Management of A-Fib Priorities
Control heart rhythm and heart rate
Prevent stroke
Optimize quality of life
Heart rate controlling medications
Beta-blockers
Calcium channel blockers
Digoxin
Heart rhythm controlling medications
Sodium channel blockers
Potassium channel blockers
Synchronized Cardioversion
The therapy of choice for patients with hemodynamically unstable ventricular or supraventricular tachydysrhythmias.
A synchronized circuit in the defibrillator is used to deliver a countershock that is programmed to occur on the R wave of the QRS complex
Sinus Bradycardia
Conduction pathway is the same as in sinus rhythm, but SA node fires at rate of less than 60bpm.
Treatment of sinus bradycardia
Atropine (Anticholinergic drug that increases HR and improves atrioventricular conduction by blocking parasympathetic influences on heart.
A pacemaker may be required.
Ventricular Tachycardia
Too fast/sometimes collapses
Can be stable (patient has pulse) or unstable (patient is pulseless).
Ventricular Fibrillation
Collapse rhythm.
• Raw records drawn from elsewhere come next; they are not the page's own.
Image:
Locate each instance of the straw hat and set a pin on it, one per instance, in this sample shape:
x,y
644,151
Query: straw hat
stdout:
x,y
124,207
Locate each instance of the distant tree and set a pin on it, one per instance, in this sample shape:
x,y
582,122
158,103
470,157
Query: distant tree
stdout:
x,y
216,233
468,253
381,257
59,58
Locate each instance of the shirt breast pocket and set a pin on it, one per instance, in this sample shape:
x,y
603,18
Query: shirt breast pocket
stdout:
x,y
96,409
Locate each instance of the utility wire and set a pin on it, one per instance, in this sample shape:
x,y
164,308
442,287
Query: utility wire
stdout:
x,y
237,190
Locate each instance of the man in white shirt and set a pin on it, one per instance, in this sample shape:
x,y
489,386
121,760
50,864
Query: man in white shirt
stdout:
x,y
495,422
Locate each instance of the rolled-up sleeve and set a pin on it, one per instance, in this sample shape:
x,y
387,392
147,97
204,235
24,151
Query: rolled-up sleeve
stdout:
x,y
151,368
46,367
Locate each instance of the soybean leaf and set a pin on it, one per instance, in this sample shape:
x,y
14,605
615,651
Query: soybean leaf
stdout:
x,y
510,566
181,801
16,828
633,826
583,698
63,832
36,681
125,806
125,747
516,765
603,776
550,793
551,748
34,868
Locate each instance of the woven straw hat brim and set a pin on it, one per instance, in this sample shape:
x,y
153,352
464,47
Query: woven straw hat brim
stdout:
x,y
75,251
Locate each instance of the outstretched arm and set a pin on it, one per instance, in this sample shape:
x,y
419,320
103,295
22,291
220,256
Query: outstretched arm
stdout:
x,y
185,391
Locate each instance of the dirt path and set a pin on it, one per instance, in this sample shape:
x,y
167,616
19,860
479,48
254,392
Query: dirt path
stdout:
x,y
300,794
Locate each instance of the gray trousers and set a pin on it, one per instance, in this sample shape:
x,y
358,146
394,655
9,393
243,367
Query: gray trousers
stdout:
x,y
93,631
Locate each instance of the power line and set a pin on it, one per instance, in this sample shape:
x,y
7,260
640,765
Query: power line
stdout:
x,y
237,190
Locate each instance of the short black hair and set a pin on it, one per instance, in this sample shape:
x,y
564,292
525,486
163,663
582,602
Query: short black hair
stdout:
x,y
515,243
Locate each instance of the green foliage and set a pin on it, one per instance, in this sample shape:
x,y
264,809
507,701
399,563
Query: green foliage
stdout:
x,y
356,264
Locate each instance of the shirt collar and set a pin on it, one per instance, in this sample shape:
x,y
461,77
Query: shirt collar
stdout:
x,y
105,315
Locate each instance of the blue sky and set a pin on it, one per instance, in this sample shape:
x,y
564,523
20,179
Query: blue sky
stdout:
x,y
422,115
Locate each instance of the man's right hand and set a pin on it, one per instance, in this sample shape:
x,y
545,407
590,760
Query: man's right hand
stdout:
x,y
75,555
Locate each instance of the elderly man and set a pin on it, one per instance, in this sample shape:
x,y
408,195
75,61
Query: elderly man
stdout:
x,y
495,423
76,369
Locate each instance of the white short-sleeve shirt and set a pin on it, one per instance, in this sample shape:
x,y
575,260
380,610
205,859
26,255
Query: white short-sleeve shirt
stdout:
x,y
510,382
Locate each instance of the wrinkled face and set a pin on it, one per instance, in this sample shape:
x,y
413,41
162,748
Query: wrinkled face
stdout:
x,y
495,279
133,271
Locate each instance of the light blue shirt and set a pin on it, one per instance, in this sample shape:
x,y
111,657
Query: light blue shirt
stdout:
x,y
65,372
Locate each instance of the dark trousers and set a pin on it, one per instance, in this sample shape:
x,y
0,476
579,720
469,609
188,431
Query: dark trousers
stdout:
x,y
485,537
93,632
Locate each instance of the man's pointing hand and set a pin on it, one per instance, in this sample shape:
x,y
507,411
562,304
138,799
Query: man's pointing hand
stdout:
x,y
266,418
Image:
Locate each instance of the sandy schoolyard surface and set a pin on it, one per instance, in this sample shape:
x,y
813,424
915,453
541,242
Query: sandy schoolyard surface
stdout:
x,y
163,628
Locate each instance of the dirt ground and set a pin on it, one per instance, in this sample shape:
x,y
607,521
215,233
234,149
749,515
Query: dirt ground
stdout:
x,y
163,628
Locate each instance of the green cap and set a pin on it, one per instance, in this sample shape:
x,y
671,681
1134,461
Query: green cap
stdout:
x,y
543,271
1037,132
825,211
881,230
HR is not measurable. Rhythm is irregular and chaotic. P wave is not detectable. PR and QRS intervals are not measurable.
Ventricular Fibrillation: Clinical significance
Unresponsive, pulseless, and apneic state
If not treated rapidly, death will result
Ventricular Fibrillation: Treatment
Immediate initiation of CPR and ACLS measures with the use of defibrillation and drug therapy.
Implantable Cardioverter-Defibrillator (ICD)
Appropriate for patients who:
Have survived SCD
Have spontaneous sustained VT
Have syncope with inducible ventricular tachycardia/fibrillation during EPS
Are at high risk for future life-threatening dysrhythmias.